- Japanese box art
- Developer: Genki
- Publishers: JP: Genki; PAL: Konami;
- Director: Nobukazu Itabashi
- Series: Tokyo Xtreme Racer
- Platform: PlayStation 2
- Release: JP: February 26, 2004; EU: November 18, 2005; AU: November 24, 2006;
- Genre: Racing
- Modes: Single-player, multiplayer

= Kaidō Battle 2: Chain Reaction =

2004 video game

Kaidō Battle 2: Chain Reaction (known as Kaido Racer in Europe) is a 2004 racing game that is the sequel to Kaidō Battle: Nikko, Haruna, Rokko, Hakone, containing all the tracks and gameplay elements of that game and new content. The game also supports the GT Force steering wheel and pedal set. Unlike its predecessor and successor, the game was not released in North America.

==Gameplay==
Chronologically, the game is set one year after Tokyo Xtreme Racer: Drift and Tokyo Xtreme Racer 3, and one year before Tokyo Xtreme Racer: Drift 2. It is set in an unspecified time frame in the 21st century, where mountain passes have been converted into enclosed racetracks with futuristic technology, as implied by the game's conquest introduction.
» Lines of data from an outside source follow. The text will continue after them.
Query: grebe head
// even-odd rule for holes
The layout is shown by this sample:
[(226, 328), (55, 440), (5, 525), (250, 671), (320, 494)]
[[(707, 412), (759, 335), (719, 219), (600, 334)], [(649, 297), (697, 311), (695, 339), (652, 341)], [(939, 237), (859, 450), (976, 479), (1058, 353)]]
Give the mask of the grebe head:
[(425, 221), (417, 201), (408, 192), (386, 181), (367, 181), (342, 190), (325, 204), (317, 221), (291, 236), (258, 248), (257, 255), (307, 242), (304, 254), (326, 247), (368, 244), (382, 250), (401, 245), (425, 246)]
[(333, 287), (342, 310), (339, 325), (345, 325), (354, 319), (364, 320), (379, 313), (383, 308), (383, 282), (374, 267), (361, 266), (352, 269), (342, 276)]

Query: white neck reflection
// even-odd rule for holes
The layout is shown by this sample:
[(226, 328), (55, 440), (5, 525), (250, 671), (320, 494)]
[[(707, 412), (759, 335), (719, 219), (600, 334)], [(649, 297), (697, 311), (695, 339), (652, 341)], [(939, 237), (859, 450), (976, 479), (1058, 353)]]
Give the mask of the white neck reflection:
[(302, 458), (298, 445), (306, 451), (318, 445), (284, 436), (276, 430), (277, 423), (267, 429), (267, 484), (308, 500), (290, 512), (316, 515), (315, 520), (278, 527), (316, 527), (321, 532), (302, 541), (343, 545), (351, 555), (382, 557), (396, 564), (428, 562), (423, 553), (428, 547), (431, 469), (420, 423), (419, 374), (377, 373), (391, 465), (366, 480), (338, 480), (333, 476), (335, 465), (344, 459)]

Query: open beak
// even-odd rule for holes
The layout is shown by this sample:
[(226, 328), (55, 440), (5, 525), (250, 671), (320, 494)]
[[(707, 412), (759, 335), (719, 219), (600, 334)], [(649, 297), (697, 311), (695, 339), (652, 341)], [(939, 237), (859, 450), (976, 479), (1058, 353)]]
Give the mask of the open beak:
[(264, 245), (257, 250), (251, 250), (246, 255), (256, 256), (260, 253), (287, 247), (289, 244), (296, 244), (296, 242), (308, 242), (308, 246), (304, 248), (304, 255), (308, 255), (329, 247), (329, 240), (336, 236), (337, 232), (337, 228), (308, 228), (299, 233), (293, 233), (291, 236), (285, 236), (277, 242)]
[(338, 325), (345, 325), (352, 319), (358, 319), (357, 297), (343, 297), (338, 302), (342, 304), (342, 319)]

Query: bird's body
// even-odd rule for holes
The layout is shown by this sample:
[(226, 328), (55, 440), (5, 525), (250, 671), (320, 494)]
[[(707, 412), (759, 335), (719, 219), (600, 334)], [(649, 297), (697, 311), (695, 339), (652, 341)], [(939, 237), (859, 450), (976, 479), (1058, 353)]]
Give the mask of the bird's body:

In addition to the previously introduced CA (Cornering Artist) and SA (Spirit Attack) modes, this sequel also features new gameplay modes such as FL/LF (First and Last/Last and First) battle modes, TAC (Time Attack Collision) or CAT (Cornering Artist Target) battles. Cars can be bought new or used, and the player can buy many tuning parts. By completing sponsors, sponsor stickers can also be fitted for additional money. Additionally, two players can race in a versus battle with split-screen.

A large number of rivals have returned from the previous game, and there are new rival types such as the Lovers; female drivers who send the player mail upon beating them. Beating rivals can also unlock musical samples for the player to create their own music in the game's "Sound Editor" mode.

===Cars===
The total number of vehicles included, including Nissan, Toyota, and Honda, is approximately 200. The game also includes some European models, with additional licenses from Alfa Romeo, Audi, Mercedes-Benz and Opel.

==Reception==
In Japan, Famitsu scored Kaidō Battle 2: Chain Reaction a 33/40. It sold 91,785 copies in Japan despite its good score.